Comment by thegrimmest
3 years ago
Funny that your optimum free market strategy is murder. A market where murder is a legitimate strategy is anything but free. In fact a good litmus test as to the freedom of a market (or any social structure) is the legitimacy of murder.
Comparing murder to antitrust therefore seems to be a pretty weak argument. Deontological libertarians would view the use of force required to enforce antitrust as authoritarian overreach. They would see no moral justification in the enforcement of arbitrary limitations on the voluntary transactions of consenting parties. They would see these as tyrannical.
This stems from a core disagreement about the nature of society. Some people see it a as a collective project for the good of all participants (the sticky points being the definition of "good", and the non-optionality of "collective"). Others see it as simply an agreement to coexist peacefully and cooperate only voluntarily, while embracing the Darwinian nature of said coexistence.

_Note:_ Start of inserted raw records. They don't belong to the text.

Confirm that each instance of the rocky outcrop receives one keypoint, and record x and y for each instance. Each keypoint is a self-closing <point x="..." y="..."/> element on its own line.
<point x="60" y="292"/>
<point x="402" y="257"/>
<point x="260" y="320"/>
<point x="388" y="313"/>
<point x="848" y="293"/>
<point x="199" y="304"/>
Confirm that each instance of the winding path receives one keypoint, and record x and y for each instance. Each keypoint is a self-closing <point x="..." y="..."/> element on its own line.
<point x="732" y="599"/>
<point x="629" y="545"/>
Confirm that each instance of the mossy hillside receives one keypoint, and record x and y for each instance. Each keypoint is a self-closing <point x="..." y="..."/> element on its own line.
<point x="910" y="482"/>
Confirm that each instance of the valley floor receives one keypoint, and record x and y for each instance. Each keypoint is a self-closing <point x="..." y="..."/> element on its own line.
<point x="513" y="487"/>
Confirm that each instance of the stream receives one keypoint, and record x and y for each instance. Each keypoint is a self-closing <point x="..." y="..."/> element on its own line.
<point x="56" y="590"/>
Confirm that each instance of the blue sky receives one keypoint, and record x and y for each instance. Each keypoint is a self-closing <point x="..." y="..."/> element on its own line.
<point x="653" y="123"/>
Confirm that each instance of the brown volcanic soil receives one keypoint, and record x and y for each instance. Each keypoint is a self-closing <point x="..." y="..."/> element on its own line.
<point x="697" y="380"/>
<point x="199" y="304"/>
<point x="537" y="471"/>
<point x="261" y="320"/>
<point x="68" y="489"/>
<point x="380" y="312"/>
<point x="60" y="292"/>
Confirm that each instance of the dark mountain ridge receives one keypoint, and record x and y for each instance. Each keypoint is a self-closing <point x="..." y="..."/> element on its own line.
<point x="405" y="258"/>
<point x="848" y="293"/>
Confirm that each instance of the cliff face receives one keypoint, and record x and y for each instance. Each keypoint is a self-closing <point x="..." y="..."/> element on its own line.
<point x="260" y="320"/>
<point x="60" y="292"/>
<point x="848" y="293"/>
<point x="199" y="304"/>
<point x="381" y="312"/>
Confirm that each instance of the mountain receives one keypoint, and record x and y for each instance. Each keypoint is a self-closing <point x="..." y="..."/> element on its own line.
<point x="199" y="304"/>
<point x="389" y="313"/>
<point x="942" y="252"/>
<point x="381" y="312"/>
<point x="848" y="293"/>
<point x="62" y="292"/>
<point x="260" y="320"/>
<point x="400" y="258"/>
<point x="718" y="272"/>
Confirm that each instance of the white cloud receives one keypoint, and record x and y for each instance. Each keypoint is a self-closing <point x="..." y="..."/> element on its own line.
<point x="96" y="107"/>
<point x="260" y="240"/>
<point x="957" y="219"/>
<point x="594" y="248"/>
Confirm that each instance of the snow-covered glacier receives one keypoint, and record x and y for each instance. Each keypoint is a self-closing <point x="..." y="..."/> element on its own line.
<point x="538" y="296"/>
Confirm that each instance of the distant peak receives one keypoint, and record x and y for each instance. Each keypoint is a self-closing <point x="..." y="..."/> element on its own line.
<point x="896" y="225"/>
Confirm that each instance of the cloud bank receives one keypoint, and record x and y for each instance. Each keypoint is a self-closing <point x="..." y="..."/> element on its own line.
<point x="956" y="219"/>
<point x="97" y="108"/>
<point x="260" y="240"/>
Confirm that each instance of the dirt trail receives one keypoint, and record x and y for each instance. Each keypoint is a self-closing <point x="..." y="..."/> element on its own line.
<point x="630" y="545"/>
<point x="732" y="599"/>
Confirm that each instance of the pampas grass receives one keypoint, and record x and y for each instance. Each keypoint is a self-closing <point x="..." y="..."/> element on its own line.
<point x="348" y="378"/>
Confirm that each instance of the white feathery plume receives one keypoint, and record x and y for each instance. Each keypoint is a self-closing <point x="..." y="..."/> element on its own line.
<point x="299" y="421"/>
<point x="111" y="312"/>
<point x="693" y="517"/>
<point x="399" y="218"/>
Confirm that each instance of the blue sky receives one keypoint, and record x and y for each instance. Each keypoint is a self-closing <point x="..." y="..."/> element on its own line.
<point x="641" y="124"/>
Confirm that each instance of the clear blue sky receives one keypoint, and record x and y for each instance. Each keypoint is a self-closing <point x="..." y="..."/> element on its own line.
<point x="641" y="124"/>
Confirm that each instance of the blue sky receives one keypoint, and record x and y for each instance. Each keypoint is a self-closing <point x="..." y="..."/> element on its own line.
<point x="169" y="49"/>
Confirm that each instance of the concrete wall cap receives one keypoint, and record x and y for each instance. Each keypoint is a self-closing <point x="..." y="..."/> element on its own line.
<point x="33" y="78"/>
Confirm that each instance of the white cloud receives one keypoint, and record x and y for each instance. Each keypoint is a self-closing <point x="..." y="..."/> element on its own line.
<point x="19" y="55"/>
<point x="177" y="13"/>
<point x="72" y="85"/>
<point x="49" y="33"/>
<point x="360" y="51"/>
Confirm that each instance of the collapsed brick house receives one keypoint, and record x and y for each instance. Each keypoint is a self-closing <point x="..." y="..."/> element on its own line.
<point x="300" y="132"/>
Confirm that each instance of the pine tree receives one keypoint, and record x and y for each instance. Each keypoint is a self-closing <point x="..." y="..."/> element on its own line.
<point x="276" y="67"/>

Each side is well meaning I'm sure, but I find it hard to reconcile these two worldviews.
Coexistence - peaceful - darwinian. A circle that's hard to square.
I don't see why. It's basically what happens in any free society - we (as individuals, organizations, social orders) compete over finite resources. Disputes are resolved via due process. Winners win and losers lose. The difference between civilized and uncivilized is only in which actions are available to the players, not in the nature of the game.
The problem is that competition for resources is taken as the essence of markets, which it is not. Competition exists in markets, sure, but it's not the point of the market per se. That's psychotic. This is the problem when decontextualized practicalities become enshrined as abstracted ideological and moral tenets of the highest order. According to your view, if I were starving, and you had a warehouse full of food, then I would be stealing if I were to break in and take some food to survive. Theft is always wrong by definition (you cannot say it is sometimes justified in ad hoc sense while remaining coherent; if the law just is competition for resources, full stop, then the starving man is just a loser, full stop), so I, the starving man, am morally obligated to accept my death outside the walls of that warehouse.
But as I said, this would be an incorrect view of markets, which occur within societies, to enable the good. Human beings are social animals, and so our good depends on society. The common good is also prior to private property. A scenario where people are starving, but where there are warehouses full of food, is one that demonstrates some degree of dysfunction.